Пока левые философы не выйдут за рамки узкополитической предвзятости, определяющей их отрицание Унамуно, Хайдеггера и других, - вся левая философия будет жалко прозябать в постмодернистском болоте. Ужасная ущербность левой философии и левой политической мысли как раз и состоит в том, что для нее всё консервативное и хоть в какой-то степени адресующее к невыразимому отторгается с порога и без желания отделять зерна от плевел.

Повторяю, если левая философия и левая политическая мысль не выйдут на принципиально новые рубежи, если они продолжат свое маразматическое существование хотя бы на пару десятилетий, то левое вообще умрет. Останутся леваки, но левая философская мысль превратится в прах, из которого уже не воскреснет никакой философский Феникс. Поэтому надо как можно скорее преодолевать это огульное отторжение левой мыслью всего, что создано великими консервативными философами, как религиозными, так и иными, ибо и Хайдеггер, и Унамуно религиозными философами в полном смысле этого слова не являются.

В этом предисловии я заговорил о Мигеле де Унамуно потому, что именно он ввел в науку то, что с большими оговорками можно назвать и новым историческим (для Унамуно - интраисторическим) контекстом, и то, что можно назвать «ничтойным», нерациональным, в понимании Гуссерля - аналитическим дискурсом.

Впрочем, дискурс тут является скорее упрощенной апелляцией к известным понятиям, чем отражением реального существа унамуновских инноваций.

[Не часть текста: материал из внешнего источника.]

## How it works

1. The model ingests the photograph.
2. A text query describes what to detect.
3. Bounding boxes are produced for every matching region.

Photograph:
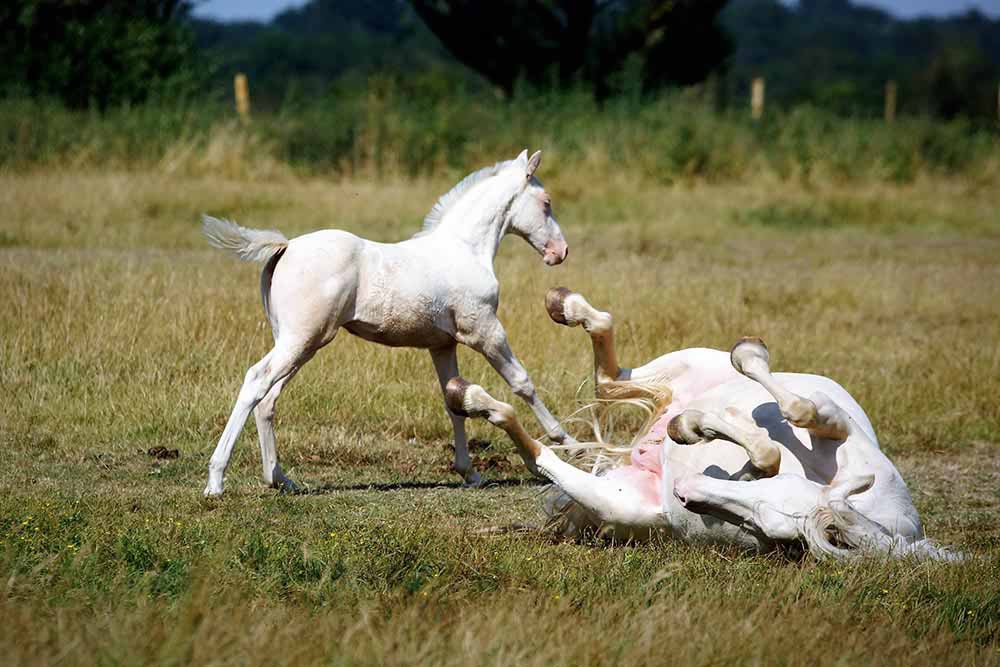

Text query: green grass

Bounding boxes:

Потому что введенное (здесь я имею в виду представления Унамуно о внутренней истории, она же - интраистория) не является, строго говоря, дискурсом. Связь этой самой интраистории с классической наукой (исторической и не только) очень проблематична. Что ж, тем хуже для классической науки, которой предстоит либо существенно измениться, либо перестать отвечать на вызовы современности.

Иногда интраисторию Мигеля де Унамуно называют художественно-философским дискурсом. Я поддерживаю такое определение именно в силу его колоссальной противоречивости. Может ли дискурс быть художественным? Разумеется, не может. Является ли метод Унамуно и философским, и художественным одновременно? Безусловно. Входят ли в противоречие художественность этого метода и его философичность? Входят, если понимать философию как науку - притом что она наукой безусловным образом не является. Но даже если это входит в противоречие, тем лучше. Потому что всё, лишенное противоречий, - мертво. А та сфера, в которую вторглись авторы этой книги, начав обсуждать личность Сталина, не может откликнуться на нечто сухое, рациональное и в силу этого мертвое.

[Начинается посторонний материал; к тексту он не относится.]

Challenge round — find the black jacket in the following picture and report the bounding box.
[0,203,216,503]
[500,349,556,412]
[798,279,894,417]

Все мы прекрасно понимаем, что в какой-то мере (какой-то и не более того) личность можно рационально обсуждать в случае, если она осуществила документально зафиксированное самораскрытие. Сталин такого самораскрытия не осуществил. Невозможен личный дневник Сталина, как невозможен и личный дневник Наполеона. Определенный тип личности, тот тип личности, который Унамуно назвал героическим и безумным одновременно, чурается самораскрытия не только из политической осторожности, но и по более фундаментальным соображениям.

Итак, любая попытка раскрытия личности Сталина (а речь по определению может идти только лишь о попытке) требует живого метода, то есть метода, коренным образом противостоящего сухому рациональному дискурсу. В личность Сталина можно попытаться проникнуть, но эту личность нельзя описать. Личность Сталина можно понять, но ее нельзя объяснить.

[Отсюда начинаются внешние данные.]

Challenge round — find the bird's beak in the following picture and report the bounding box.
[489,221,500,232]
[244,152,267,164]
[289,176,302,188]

Компетентный читатель уже уловил, что, противопоставляя понимание объяснению, я в неявном виде ввожу в число создателей того метода, который применяют авторы этой книги, Вильгельма Дильтея (1833-1911), который противопоставил естественным наукам науки о духе. Дильтей назвал естественнонаучный метод объяснением, а метод, применяемый науками о духе, - пониманием. Дильтей в своей «философии жизни» утверждал, что жизнь в принципе ускользает от любых объяснений и раскрывается только в ответ на любовное понимание. И что, соответственно, понимание чего-нибудь, имеющего отношение к жизни (а что может иметь к ней бóльшее отношение, чем внутренний мир человека вообще, а такого человека, как Сталин, в особенности?), основано на том, что исследователи творчества Унамуно иногда называют художественно-философским дискурсом. Тут главное - художественность, вводимая в серьезную философскую мысль.

Я уже обратил внимание читателя на то, что Мартин Хайдеггер называл примерно такую художественно-философскую методологию понимания «аналитикой бытия». И мне кажется естественным назвать метод Унамуно, основанный на интраистории, художественно-философским аналитическим методом. Именно аналитическим методом, а не дискурсом.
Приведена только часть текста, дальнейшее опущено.